The c23i Partition is DOWN due to unforeseen consequences of our Monitoring systems that automatically downs the only node in the partition. A solution is momentarily unknown and will be investigated. The HPC JupyterHub will not be able to use it until it is resolved.
Since the cluster maintenance, random MPI job crashes are observed. We are currently investigating the issue and are working on a solution.
We have identified the issue and are currently testing workarounds with the affected users.
Please migrate your notebooks to work with newer c23 GPU Profiles! -- The migration of the GPU Profiles to Claix 2023 and the new nodes of c23g has made the old python packages use non optimal settings on the new GPUs. Redeployment of these old profiles is necessary and will take some time.

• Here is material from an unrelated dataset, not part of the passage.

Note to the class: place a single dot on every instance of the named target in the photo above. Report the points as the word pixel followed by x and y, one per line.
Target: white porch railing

Due to a security vulnerability in the Linux Kernel, user namespaces are temporarily deactivated. Upon the kernel update, user namespaces can be used again.
User namespaces are available again.
The quota system on HPCWORK may not work correctly. There may be an error "Disk quota exceeded" if trying to create files although the r_quota command reports that enough quota should be available. The supplier of the filesystem has been informed and is working on a solution.
File quotas for all hpcwork directories were increased to one million.
During the Maintenance, $HPCWORK will be reconfigured, such that RDMA over IB will be possible from the CLAIX23 nodes instead of HPCWORK access over ethernet. At the same time, the Kernel will be updated. After the Kernel Update, the previously deactivated User Namespaces will be re-activated, again.
The maintenance had to be extended for final filesystem tasks
Due to unforseen problems, the maintenance has to be extended to tomorrow 16.07.2024 18.00. We do not expect the manufacturer of the filesystem to take that long, but expect to open the cluster earlier again.
The maintenance could be ended successfully. Once again, sorry for the long delay.